10] Enzymes in analytics
Enzymes are widely used in the clinical analytical methodology. Contrary to bulk commercial enzymes these enzymes need to be free from side activities. This means that explain purification processes are needed.
An foremost amelioration in analytical chemistry is biosensors. The most widely used application is a glucose biosensor fascinating glucose oxidase catalysed reaction.
Several commercial instruments are ready which apply this principle for measurement of molecules like glucose, lactate, lactose, sucrose, ethanol, methanol, cholesterol and some amino acids.
11] Enzymes in personal care products
Personal care products are a relatively new area for enzymes. Proteinase and lipase containing enzyme solutions are used for contact lens cleaning. Hydrogen peroxide is used in disinfections of contact lenses. The residual hydrogen peroxide after disinfections can be removed by catalase enzyme. Some toothpaste contains glucoamylase and glucose oxidase. Enzymes are also studied for applications in skin and hair care products.
12] Enzymes in Dna-technology
Dna-technology is an foremost tool in enzyme industry. Most primary enzymes are produced by organisms, which have been genetically modified to overproduce the desired enzyme. The specific order of the organic bases in the chain of Dna constitutes the genetic language. Genetic engineering means reading and modifying this language. Enzymes are crucial tools in this process.
13] Enzymes in fine chemical production
In spite of some successes, commercial production of chemicals by living cells using pathway engineering is still in many cases the best alternative to apply biocatalysis. Isolated enzymes have, however, been successfully used in fine chemical synthesis.
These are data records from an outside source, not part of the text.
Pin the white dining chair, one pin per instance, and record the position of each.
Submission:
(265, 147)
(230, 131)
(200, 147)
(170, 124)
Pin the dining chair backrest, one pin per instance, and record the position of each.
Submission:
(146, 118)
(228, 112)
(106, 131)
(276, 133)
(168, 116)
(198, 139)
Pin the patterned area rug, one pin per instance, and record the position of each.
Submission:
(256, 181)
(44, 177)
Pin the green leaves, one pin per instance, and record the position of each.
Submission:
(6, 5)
Some of the most foremost examples are represented here.
13 A] Chirally pure amino acids and aspartame
Natural amino acids are regularly produced by microbial fermentation. Novel enzymatic resolution methods have been advanced for the production of L- as well as for D-amino acids. Aspartame, the oppressive non-calorie sweetener, is synthesized in non-aqueous conditions by thermolysin, a proteolytic enzyme.
13 B] Rare sugars
Recently enzymatic methods have been advanced to make roughly all D- and L-forms of straightforward sugars. Glucose isomerase is one of the foremost commercial enzymes used in fructose manufacturing.
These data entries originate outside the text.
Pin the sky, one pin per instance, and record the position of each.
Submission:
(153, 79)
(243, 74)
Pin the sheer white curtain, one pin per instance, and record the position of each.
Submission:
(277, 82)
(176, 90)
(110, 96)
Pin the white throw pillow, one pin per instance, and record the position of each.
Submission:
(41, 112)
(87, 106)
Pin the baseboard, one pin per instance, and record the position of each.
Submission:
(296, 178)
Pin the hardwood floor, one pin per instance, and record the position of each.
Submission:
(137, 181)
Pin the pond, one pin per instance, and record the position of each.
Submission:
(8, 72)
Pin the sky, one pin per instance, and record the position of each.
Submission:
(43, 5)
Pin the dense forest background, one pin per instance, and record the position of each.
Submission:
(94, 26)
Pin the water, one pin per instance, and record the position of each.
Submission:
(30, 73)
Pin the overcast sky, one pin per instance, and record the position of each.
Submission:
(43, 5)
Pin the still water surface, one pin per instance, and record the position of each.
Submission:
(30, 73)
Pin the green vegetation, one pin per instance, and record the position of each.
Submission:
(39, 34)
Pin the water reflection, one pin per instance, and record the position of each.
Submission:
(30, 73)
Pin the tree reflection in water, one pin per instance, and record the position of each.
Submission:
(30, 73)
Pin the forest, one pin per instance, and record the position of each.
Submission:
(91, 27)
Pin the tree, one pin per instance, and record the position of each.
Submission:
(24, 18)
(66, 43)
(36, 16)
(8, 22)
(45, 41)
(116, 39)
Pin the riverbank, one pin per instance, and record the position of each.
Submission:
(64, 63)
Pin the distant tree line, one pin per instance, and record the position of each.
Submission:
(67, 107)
13 C] Semisynthetic penicillins
Penicillin is produced by genetically modified strains of Penicillium strains. Most of the penicillin is converted by immobilised acylase enzyme to 6-aminopenicillanic acid, which serves as a backbone for many semisynthetic penicillins.
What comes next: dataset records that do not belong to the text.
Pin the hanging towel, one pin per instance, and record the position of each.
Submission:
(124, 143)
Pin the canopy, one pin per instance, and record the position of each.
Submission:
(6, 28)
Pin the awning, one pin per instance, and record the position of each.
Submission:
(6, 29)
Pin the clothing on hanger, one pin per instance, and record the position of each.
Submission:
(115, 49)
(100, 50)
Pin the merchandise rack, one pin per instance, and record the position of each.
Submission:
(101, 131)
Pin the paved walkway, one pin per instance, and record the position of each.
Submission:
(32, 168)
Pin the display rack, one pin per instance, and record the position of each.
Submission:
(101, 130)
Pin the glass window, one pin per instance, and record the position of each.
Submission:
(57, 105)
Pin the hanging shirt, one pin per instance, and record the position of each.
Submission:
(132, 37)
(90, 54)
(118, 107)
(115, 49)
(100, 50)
13 D] Lipase based reactions
In increasing to detergent applications lipases can be used in versatile chemical reactions since they are active in organic solvents. Lipases used in transesterification and also used for enantiomeric disjunction of alcohols and separate racemic amine mixtures. Lipases have also been used to form aromatic and aliphatic polymers.
13 E] Enzymatic oligosaccharide synthesis
The chemical synthesis of oligosaccharides is a complicated multi-step effort. Biocatalytic syntheses with isolated enzymes like glycosyltransferases and glycosidases or engineered whole cells are powerful alternatives to chemical methods. Oligosaccharides have found applications in cosmetics, medicines and as functional foods.
Future trends in commercial enzymology
Industrial enzyme store is growing steadily. The suspect for this lies in improved production efficiency resulting in economy enzymes, in new application fields. Tailoring enzymes for specific applications will be a hereafter trend with continuously improving tools and understanding of structure-function relationships and increased quest for enzymes from exotic environments.
New technical tools to use enzymes as crystalline catalysts, ability to recycle cofactors, and engineering enzymes to function in various solvents with many activities are foremost technological developments, which will steadily generate new applications.